Sept. 13, 2006 -- By undergoing various kinds of coaxing, adult bone marrow cells appear able to replace any cell in the body.
That hope is raised by three presentations at the annual meeting of the American Chemical Society, being held Sept. 10-14 in San Francisco.
The papers have three things in common.
Second, they showed that these adult stem cells -- which ordinarily would have become blood cells -- can instead become solid organ cells, or even nerve cells.
Finally, they taught these new tricks to the adult cells by changing the physical environment in which they grew.
Arnold Schwarzenegger Cells?
Berkeley scientists Kyle Kurpinski and colleagues got the cells to attach to an elastic membrane, which had grooves to get the cells to align the right way.
Then the membrane constantly stretched and relaxed for several days.
Cells that exercised this way started to become smooth muscle cells -- the kind of cells that make up blood vessels.
Kurpinski points out that in the body, stem cells attach to the walls of blood vessels. As blood is pumped through these arteries, the cells naturally stretch and contract.
"If a cell cannot flex its muscles like Arnold Schwarzenegger, it cannot build its muscles," Kurpinski said in a news conference. "Gov. Schwarzenegger got big biceps by lifting dumbbells ... It works the same way for stem cells to become smooth muscle cells. They have to sit in culture day in and day out lifting weights."
Stem Cells Feel
Stem cells feel their environment.
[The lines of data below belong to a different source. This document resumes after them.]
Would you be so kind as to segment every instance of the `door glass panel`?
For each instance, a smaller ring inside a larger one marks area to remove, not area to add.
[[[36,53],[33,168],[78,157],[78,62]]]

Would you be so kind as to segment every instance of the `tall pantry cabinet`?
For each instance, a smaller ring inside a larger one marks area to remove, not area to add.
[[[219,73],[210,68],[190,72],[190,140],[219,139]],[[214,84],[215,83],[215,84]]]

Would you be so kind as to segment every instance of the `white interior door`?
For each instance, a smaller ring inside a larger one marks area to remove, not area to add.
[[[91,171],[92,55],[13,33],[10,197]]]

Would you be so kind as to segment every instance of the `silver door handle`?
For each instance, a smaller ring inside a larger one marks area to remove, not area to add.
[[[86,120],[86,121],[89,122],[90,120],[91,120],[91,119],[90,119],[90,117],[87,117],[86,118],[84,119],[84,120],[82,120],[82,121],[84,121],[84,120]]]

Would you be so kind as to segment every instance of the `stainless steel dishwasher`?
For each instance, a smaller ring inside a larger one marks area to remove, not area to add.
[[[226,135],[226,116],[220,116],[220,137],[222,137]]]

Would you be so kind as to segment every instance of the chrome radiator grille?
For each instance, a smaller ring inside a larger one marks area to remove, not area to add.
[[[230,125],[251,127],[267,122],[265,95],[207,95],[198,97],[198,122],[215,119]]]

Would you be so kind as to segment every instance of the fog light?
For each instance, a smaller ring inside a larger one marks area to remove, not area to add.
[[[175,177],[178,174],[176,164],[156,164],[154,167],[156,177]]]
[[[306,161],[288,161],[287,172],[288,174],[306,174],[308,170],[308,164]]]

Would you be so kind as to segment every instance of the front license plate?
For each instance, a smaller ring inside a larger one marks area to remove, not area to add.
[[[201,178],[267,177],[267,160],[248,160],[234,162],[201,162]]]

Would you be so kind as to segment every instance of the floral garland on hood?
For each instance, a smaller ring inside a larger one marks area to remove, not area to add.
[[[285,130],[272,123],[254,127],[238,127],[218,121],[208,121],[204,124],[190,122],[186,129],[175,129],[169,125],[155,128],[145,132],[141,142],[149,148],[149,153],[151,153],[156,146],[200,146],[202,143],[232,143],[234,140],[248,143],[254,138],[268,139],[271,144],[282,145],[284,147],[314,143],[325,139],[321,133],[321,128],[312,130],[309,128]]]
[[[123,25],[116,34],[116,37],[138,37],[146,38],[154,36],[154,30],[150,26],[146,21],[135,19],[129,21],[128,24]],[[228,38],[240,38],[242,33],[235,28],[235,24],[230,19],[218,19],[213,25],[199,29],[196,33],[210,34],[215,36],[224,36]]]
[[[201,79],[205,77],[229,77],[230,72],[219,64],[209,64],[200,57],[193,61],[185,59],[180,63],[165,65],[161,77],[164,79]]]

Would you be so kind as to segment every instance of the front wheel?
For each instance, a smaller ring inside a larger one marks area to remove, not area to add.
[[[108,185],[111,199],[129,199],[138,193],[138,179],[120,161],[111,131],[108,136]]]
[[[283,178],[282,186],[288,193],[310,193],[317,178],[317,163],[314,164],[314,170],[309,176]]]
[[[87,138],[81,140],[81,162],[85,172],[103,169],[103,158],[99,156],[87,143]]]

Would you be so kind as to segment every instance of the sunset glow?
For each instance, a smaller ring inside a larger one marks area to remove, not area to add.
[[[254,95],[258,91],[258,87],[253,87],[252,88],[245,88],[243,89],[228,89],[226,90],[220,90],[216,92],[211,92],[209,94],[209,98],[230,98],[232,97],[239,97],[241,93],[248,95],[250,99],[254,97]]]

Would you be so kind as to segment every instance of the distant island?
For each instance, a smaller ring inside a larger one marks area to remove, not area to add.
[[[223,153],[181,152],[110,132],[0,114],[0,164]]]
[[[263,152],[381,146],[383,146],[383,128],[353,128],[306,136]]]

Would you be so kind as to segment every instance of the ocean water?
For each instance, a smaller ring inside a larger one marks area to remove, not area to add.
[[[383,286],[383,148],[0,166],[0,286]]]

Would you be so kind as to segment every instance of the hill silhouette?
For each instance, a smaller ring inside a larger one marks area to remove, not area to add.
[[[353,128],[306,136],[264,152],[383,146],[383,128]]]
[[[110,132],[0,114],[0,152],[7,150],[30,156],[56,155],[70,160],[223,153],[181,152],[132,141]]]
And what they feel determines what they become, reports Dennis E. Discher, PhD, professor of chemical and biomolecular engineering at the University of Pennsylvania, in a second presentation.
By growing cells in a soft, stiff, or rigid environment, Discher's team was able to get adult bone marrow cells to become more like soft nerve cells, rigid bone cells, or stiff muscle cells.
To complete the process, Discher's team found the cells needed stimulation from the proper mix of chemical messengers.
Turning Blood Banks Into Cell Factories
Blood stem cells can, indeed, become many different kinds of cells, confirms E. Terry Papoutsakis, PhD, professor of chemical and biological engineering at Northwestern University, in the third report.
Simply by manipulating the conditions in which blood stem cells are grown, Papoutsakis and colleagues were able to make the cells take off in previously unexpected directions.
"We demonstrate these cells can do more than is currently accepted," Papoutsakis said in the news conference. "There are several approaches to harness the potential of the billions of stem cells we make every day."